Nous savons qu’il nour­ris­sait une concep­tion très éle­vée de l’amitié, qu’il dési­rait que ses dis­ciples ne fissent pas bourse com­mune, (comme le fai­saient les pytha­go­ri­ciens), qu’il pen­sait que le sage ne doit pas se mêler des affaires publiques, etc. Nous savons aus­si que lors­qu’il suc­com­ba à la pierre, il s’écriait que les into­lé­rables dou­leurs de ves­sie et d’entrailles qu’il endu­rait étaient noyées dans la joie que ver­sait à son esprit le sou­ve­nir de ses pré­ceptes et de ce qu’il avait décou­vert. Ces décla­ra­tions, consi­gnées dans une lettre mémo­rable adres­sée à son dis­ciple Ido­mé­née confirment ce qu’il avait dit un jour, que même sur un bûcher, il s’écrierait « quelles délices » !

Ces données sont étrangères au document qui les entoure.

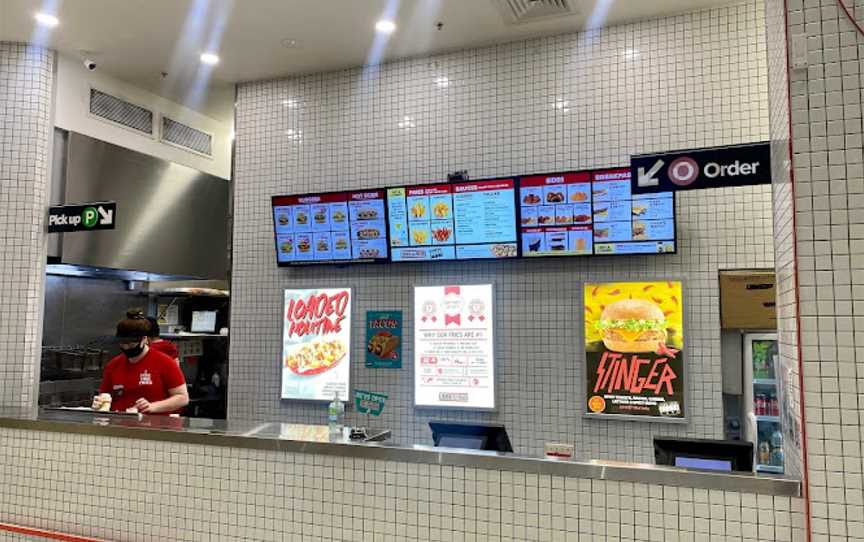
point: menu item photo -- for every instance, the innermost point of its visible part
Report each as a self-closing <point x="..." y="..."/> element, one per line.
<point x="316" y="344"/>
<point x="634" y="349"/>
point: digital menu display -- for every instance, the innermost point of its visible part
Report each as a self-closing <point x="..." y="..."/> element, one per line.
<point x="630" y="224"/>
<point x="585" y="213"/>
<point x="330" y="227"/>
<point x="556" y="217"/>
<point x="453" y="221"/>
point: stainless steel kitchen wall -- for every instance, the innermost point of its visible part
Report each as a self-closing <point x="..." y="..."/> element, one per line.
<point x="171" y="219"/>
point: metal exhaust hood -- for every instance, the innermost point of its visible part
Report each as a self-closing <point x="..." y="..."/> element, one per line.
<point x="172" y="220"/>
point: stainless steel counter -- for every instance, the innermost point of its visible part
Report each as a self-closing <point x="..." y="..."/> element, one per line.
<point x="314" y="440"/>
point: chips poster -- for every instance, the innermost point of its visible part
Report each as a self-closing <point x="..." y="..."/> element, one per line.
<point x="316" y="344"/>
<point x="634" y="349"/>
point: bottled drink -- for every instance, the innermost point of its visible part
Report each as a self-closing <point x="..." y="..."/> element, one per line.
<point x="764" y="453"/>
<point x="333" y="411"/>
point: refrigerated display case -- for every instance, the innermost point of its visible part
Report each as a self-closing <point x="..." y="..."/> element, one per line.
<point x="762" y="401"/>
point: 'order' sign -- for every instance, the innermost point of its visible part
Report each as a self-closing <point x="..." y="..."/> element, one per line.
<point x="739" y="165"/>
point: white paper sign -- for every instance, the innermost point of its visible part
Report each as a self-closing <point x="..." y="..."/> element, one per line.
<point x="453" y="347"/>
<point x="316" y="344"/>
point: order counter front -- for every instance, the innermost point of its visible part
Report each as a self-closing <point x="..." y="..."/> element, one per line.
<point x="312" y="439"/>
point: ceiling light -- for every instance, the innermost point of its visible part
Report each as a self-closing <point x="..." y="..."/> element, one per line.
<point x="406" y="123"/>
<point x="210" y="59"/>
<point x="46" y="19"/>
<point x="385" y="27"/>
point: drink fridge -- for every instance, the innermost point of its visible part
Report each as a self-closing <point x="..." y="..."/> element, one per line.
<point x="762" y="401"/>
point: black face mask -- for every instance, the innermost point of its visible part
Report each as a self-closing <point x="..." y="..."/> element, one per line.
<point x="133" y="352"/>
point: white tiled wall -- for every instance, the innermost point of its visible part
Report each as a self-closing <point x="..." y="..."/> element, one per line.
<point x="568" y="102"/>
<point x="93" y="486"/>
<point x="826" y="123"/>
<point x="26" y="86"/>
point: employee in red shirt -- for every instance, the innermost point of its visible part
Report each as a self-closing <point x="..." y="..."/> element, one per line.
<point x="161" y="345"/>
<point x="141" y="377"/>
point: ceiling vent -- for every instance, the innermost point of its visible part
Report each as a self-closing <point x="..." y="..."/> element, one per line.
<point x="191" y="139"/>
<point x="527" y="11"/>
<point x="113" y="109"/>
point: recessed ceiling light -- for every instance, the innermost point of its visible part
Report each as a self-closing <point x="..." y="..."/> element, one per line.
<point x="385" y="27"/>
<point x="210" y="59"/>
<point x="46" y="19"/>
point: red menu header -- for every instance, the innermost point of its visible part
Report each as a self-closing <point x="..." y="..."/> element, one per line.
<point x="429" y="190"/>
<point x="479" y="186"/>
<point x="612" y="175"/>
<point x="329" y="197"/>
<point x="548" y="180"/>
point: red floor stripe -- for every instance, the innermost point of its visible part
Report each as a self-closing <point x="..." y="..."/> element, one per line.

Les anec­dotes ne manquent pas sur Épi­cure et les épi­cu­riens. Je n’ai vou­lu qu’indiquer à quelles dis­cus­sions l’homme et l’œuvre ont don­né lieu. Ache­vons ce pré­am­bule, trop long à mon gré, en invi­tant le lec­teur à médi­ter sur les Pen­sées (dans la par­tie rele­vant de l’éthique) qui lui sont offertes et lui per­met­tront d’asseoir son juge­ment, pour son plus grand-pro­fit per­son­nel. Je n’ai pas besoin d’ajouter que dans maintes de ces maximes, ils per­ce­vront un écho des pro­po­si­tions et des thèses sou­te­nues dans « l’en dehors » et « l’Unique », mais ils n’ont pas besoin de moi pour s’en rendre compte, ni pour recon­naître ce qui les en dif­fé­ren­cie [[Dans le cha­pitre qu’il a, dans son « His­toire de l’Individualisme dans l’Antiquité », consa­cré à Épi­cure, Han Ryner note fort judi­cieu­se­ment l’indifférence de celui-ci pour la « science », c’est-à-dire que « tout ce qu’il demande à la science, c’est d’évincer le sur­na­tu­rel de notre pen­sée, le sur­na­tu­rel étant mal­fai­sant ». D’autre part, l’auteur des « Voyages de Psy­cho­dore » exprime son dégoût bien com­pré­hen­sible de la façon dont les Romains ont fait une bas­sesse por­cine et une phi­lo­so­phie de mau­vais lieu de la grâce épi­cu­rienne. Évi­dem­ment, les Romains se sont assi­mi­lé Épi­cure selon leur men­ta­li­té et non sui­vant la men­ta­li­té des Grecs, qui étaient mal­heu­reu­se­ment loin d’être des petits saints, escla­va­gistes et férus de négoce comme ils l’étaient. À l’encontre d’Épictète, esclave d’un maître bru­tal, Épi­cure était pro­prié­taire d’esclaves, qu’il trai­tait avec bon­té et dont il affran­chit plu­sieurs avant de mou­rir. Mais c’est un fait-. – E. A.]].